A couple of weeks ago, I gave my first ever talk at a security conference and had a great time at the Las Vegas B-sides conference (BsidesLV). I had a great time there, met some great people there. This note gives an overview of how it went, and gives a little information on how I give fun talks.
My talk was the first talk of the first day (11 AM) in the BreakingGround track. That track featured all the newest technology of the conference, and was a way cool bunch of talks. Of course, I hadn’t really thought about the fact that in Las Vegas that 11 AM was really early in the morning. As someone who missed it said to me “Man, the sun was still up”. I’m pretty sure the sun was up for all the talks ;-).

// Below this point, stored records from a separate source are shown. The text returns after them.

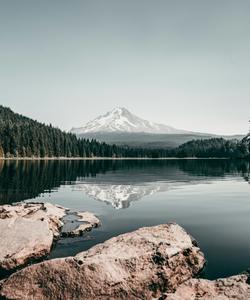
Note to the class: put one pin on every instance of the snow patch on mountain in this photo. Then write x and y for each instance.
(122, 120)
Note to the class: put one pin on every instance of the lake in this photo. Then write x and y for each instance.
(209, 198)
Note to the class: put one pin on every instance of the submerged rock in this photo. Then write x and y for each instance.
(27, 232)
(139, 265)
(231, 288)
(85, 221)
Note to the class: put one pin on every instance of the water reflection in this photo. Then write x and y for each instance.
(115, 182)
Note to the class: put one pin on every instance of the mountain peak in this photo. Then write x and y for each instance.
(120, 119)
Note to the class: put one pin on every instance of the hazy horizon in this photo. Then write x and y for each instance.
(183, 64)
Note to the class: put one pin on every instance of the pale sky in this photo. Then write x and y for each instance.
(178, 62)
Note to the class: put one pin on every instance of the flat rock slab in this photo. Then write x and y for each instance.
(142, 264)
(231, 288)
(27, 232)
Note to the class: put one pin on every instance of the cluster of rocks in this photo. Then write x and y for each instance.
(160, 262)
(28, 231)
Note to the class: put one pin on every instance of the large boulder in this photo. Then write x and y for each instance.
(28, 230)
(231, 288)
(139, 265)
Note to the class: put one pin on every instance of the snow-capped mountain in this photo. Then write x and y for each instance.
(122, 120)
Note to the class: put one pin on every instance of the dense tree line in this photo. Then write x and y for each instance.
(215, 147)
(23, 137)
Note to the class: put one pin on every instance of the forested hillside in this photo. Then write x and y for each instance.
(23, 137)
(215, 147)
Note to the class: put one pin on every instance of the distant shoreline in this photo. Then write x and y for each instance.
(110, 158)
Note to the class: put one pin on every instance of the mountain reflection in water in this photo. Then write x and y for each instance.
(114, 181)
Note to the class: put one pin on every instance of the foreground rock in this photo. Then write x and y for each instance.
(27, 232)
(138, 265)
(231, 288)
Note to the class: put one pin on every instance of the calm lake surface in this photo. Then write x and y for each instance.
(209, 198)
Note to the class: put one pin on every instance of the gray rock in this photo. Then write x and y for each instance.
(28, 230)
(139, 265)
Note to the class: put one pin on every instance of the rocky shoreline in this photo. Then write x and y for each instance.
(159, 262)
(29, 230)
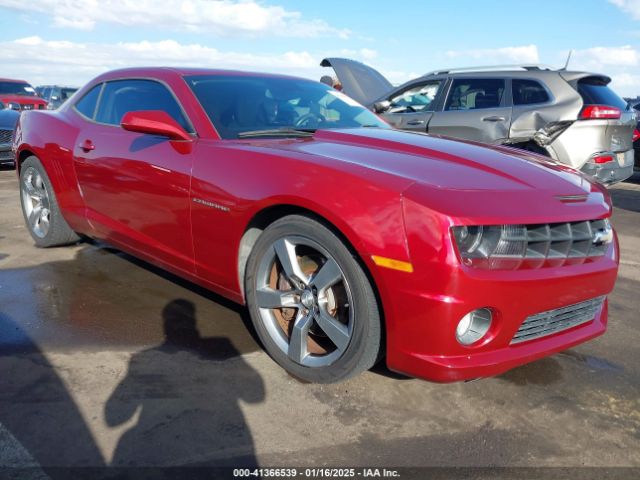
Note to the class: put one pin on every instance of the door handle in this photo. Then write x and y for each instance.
(87, 146)
(494, 119)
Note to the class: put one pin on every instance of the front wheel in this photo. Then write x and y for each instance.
(40, 207)
(311, 303)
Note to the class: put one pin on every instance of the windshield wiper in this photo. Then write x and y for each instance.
(278, 132)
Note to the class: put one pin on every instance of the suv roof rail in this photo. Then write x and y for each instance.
(488, 68)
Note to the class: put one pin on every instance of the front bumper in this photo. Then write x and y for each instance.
(421, 324)
(611, 172)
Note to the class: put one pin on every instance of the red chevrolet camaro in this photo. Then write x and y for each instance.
(347, 240)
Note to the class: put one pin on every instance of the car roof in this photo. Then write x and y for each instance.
(182, 71)
(12, 80)
(531, 73)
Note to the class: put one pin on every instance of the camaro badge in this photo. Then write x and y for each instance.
(211, 204)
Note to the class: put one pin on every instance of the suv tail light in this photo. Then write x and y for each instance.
(593, 112)
(603, 158)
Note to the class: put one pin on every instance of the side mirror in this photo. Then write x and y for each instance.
(154, 122)
(381, 107)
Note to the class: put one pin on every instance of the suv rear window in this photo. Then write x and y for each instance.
(528, 92)
(594, 91)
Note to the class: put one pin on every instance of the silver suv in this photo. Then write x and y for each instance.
(572, 117)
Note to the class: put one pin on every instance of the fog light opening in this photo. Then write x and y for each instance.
(473, 326)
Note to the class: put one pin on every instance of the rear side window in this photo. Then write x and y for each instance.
(416, 99)
(594, 91)
(528, 92)
(87, 104)
(474, 94)
(122, 96)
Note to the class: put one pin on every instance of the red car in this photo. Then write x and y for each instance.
(347, 240)
(19, 95)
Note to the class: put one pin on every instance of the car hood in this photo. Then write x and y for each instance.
(361, 82)
(441, 162)
(21, 99)
(458, 178)
(8, 119)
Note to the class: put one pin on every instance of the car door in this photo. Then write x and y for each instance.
(476, 109)
(136, 186)
(412, 108)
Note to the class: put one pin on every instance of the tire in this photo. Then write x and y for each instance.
(40, 208)
(311, 303)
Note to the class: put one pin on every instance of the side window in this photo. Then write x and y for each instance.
(416, 99)
(122, 96)
(475, 93)
(528, 92)
(87, 104)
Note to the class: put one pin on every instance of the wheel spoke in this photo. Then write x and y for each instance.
(336, 331)
(34, 216)
(286, 252)
(328, 275)
(298, 341)
(269, 298)
(31, 190)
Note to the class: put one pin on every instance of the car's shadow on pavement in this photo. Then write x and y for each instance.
(179, 401)
(186, 404)
(40, 423)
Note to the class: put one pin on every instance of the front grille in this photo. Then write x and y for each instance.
(554, 240)
(5, 136)
(553, 321)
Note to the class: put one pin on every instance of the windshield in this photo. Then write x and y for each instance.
(16, 88)
(246, 104)
(66, 93)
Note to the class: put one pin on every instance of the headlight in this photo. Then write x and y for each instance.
(511, 246)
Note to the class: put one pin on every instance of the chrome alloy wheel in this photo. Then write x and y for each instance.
(304, 301)
(35, 201)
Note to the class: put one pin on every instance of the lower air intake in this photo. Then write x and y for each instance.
(554, 321)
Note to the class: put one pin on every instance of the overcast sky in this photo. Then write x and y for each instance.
(71, 41)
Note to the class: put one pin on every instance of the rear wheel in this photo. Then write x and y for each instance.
(40, 207)
(312, 305)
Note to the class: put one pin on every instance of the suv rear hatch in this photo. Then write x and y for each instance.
(600, 141)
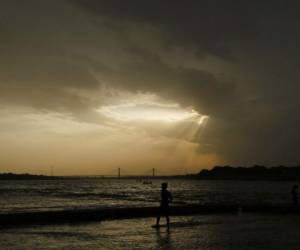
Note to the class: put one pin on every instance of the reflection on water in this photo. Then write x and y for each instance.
(78, 193)
(200, 232)
(164, 239)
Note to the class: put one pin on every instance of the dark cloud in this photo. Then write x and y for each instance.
(50, 48)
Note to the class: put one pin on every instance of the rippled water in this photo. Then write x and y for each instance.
(33, 195)
(206, 232)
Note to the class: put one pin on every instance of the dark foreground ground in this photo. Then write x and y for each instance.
(244, 231)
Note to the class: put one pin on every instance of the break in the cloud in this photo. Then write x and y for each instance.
(63, 61)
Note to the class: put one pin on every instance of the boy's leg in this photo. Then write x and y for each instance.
(168, 220)
(157, 220)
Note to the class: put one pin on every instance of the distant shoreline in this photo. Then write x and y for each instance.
(255, 173)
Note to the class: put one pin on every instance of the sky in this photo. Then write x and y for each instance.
(88, 86)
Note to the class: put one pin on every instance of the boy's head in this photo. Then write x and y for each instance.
(164, 185)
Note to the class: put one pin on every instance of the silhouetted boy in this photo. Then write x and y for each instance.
(164, 208)
(295, 195)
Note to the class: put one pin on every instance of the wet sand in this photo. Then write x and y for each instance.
(246, 231)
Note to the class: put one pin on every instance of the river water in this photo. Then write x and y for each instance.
(44, 195)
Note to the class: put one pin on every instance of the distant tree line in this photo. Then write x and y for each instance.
(256, 172)
(11, 176)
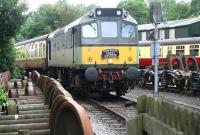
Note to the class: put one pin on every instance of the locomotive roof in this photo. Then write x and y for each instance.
(41, 38)
(169, 24)
(87, 18)
(193, 40)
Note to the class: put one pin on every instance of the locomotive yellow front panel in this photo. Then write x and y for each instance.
(109, 55)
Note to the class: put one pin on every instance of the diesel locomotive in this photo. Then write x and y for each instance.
(97, 52)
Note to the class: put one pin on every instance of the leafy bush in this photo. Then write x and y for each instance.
(3, 98)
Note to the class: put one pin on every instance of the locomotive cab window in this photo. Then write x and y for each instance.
(89, 30)
(109, 29)
(194, 50)
(128, 30)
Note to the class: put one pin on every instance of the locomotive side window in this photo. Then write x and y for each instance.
(194, 50)
(109, 29)
(89, 30)
(128, 30)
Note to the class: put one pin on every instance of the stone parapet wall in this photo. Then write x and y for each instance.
(5, 77)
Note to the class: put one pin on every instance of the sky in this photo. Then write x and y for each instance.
(34, 4)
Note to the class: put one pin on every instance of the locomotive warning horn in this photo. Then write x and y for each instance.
(91, 74)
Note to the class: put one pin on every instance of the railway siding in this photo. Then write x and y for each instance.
(161, 117)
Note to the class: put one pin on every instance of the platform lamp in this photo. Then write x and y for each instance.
(155, 18)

In spite of what was an early slot by Las Vegas standards, I had 80-100 people attending my talk. I got a number of good questions from the audience, and from the people I talked to afterwards lots of them really loved the talk. All in all it was a great first outing at a security conference. I also heard a number of other great talks including Cheryl Biswas‘ fun talk on how to rob a bank. Like I do at many conferences, I spent a lot of time in the hallway track – meeting and learning about lots of great people at the conference.
How I give fun talks
Most of my talks are about software that I’ve been involved in one way or another. When I build software, I intend for it to do things that seem impossible. If everyone can do this, why bother building boring software that does what everyone can do? I start off my talks with all the statements about what it does, making bold but true claims, I often get a skeptical reaction. This is exactly what I’m looking for. Depending on the audience, I’ll even ask them if I’m full of it. Typically I get a third of the audience or so to raise their hands. When that happens, I know that we’re doing something interesting, and that they’re paying attention. I then tell them “Good, now I can tell you’re paying attention!”.
This works from several perspectives. By making strong claims at the beginning, and warning the audience that they should expect to be skeptical, then it adds to the drama, and draws the audience into the talk, while reassuring them that you know you’re making bold claims.
At the BsidesLV conference, like a lot of recent conferences, I also tossed out stress-ball tomatoes and eggs to the audience – since most places wouldn’t let them bring in rotten tomatoes and eggs to pelt speakers with ;-). Then I instruct the audience that they should use them if the think I haven’t justified my claims (i.e., that I’m “full of it”).
It’s great fun, and definitely wakes up the audience. On one conference a year or so ago, I got hit by an egg from the audience. It wasn’t because I hadn’t justified my claims – it was rather the perfect reaction to having hammed it up with a bit of fun faux-arrogance. The audience and I all got some uproarious laughter out of it. It was perfect – and fun.
It’s been my experience that when I have fun giving my talk, the audience has fun and learns more too. So if you want to give successful talks, my advice to you is make it fun for everyone. Then a great time will be had by all.